The Concordat with Nazi Germany

Q: A Jehovah’s Witness told me that Pope Pius XI signed document endorsing Nazi Germany and that he thus gave the Church’s stamp of approval to Hitler and his group.

A: Pope Pius XI signed a concord with Germany to secure the rights of Christians in the country, because the Vatican recognized what a threat Hitler and his henchmen were to religious liberty. This was not an endorsement of the Nazi Party or its philosophy (it may be remembered that America also had treaties with Germany before the war broke out).

When Hitler went back on the deal and began abrogating the civil rights of Christians, the Vatican responded by issuing the only encyclical ever written in German (Mit Brennender Sorge or “With Burning Anxiety”), concerning the horrors of the National Socialist German state. This encyclical was smuggled into Germany (it would never have been allowed in, had the Nazis known it was coming) and read at all the parishes on the same day.
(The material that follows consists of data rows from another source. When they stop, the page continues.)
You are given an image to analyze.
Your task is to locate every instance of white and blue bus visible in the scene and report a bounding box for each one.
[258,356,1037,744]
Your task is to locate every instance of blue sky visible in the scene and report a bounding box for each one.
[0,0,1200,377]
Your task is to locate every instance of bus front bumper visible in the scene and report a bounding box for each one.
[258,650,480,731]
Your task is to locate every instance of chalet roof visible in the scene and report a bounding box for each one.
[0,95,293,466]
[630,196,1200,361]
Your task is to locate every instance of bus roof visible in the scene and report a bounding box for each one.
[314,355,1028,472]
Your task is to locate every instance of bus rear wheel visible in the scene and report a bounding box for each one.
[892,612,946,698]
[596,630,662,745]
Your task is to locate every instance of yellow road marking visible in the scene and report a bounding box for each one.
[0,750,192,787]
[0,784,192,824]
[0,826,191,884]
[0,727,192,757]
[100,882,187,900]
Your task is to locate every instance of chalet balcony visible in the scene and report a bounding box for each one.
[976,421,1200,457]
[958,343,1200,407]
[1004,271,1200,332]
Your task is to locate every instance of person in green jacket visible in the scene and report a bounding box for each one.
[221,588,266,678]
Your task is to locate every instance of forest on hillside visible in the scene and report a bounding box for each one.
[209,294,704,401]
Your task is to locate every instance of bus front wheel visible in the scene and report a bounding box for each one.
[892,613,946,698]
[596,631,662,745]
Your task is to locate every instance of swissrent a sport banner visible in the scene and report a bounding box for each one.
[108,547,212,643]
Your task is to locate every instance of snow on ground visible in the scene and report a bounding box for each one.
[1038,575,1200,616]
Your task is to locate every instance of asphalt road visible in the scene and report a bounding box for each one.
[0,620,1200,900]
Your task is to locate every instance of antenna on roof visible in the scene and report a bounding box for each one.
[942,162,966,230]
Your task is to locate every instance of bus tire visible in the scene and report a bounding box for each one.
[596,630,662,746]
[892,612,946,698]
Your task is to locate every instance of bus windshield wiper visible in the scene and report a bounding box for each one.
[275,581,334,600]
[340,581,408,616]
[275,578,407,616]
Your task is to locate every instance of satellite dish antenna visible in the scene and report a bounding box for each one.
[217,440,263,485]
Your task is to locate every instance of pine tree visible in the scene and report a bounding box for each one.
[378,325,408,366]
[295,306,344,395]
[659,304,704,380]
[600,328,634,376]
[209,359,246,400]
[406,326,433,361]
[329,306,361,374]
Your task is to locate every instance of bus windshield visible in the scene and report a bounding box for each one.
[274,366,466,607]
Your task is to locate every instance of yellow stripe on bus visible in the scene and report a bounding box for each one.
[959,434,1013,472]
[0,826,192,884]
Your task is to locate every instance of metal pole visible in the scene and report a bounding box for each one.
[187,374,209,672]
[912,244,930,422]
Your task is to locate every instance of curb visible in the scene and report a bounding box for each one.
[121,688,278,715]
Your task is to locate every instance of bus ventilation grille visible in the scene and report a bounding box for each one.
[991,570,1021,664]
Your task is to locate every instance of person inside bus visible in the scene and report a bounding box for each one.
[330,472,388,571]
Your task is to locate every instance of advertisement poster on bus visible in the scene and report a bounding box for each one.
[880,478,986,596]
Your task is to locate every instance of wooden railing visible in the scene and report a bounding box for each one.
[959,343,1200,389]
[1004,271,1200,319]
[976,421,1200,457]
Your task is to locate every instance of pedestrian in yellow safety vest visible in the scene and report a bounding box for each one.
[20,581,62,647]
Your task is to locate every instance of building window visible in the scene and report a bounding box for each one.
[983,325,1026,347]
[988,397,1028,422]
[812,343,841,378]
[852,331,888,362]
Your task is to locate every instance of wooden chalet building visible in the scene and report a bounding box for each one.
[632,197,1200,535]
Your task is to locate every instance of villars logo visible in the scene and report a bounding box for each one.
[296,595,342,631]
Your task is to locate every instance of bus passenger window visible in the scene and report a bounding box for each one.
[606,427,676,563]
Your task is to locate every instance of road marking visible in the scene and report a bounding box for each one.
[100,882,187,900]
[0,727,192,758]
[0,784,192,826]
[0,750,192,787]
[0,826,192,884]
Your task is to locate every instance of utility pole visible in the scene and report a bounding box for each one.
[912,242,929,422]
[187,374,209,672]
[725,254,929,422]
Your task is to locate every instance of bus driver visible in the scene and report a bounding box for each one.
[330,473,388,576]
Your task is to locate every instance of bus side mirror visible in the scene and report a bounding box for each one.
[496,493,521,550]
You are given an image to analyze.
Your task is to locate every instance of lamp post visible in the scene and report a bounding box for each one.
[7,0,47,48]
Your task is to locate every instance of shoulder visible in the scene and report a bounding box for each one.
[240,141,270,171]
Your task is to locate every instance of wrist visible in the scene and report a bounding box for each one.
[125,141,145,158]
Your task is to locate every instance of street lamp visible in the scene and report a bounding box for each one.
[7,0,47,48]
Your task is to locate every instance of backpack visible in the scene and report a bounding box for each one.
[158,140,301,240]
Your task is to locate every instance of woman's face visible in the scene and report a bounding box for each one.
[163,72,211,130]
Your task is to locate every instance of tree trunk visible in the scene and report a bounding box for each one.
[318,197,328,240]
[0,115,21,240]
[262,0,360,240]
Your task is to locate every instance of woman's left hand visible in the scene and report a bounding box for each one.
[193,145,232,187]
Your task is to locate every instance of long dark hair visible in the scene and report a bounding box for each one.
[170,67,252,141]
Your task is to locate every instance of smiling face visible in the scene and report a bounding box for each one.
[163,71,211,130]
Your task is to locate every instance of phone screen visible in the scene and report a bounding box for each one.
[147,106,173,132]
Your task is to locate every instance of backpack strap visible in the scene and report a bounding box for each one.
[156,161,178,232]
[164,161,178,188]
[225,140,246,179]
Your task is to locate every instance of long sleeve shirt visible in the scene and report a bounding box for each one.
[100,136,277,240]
The Encyclopedia of Catholic History (by Matthew Bunson) notes: “the encyclical was a strong denunciation of Nazism, noting that the Nazis had broken several points of the concordat and were actively involved in anti-Catholic and anti-Christian programs, such as the removal of the OT [Old Testament] from schools and the promotion of the so-called German National Church. The encyclical was read from the pulpit of every German church on March 21, 1937” (p. 563).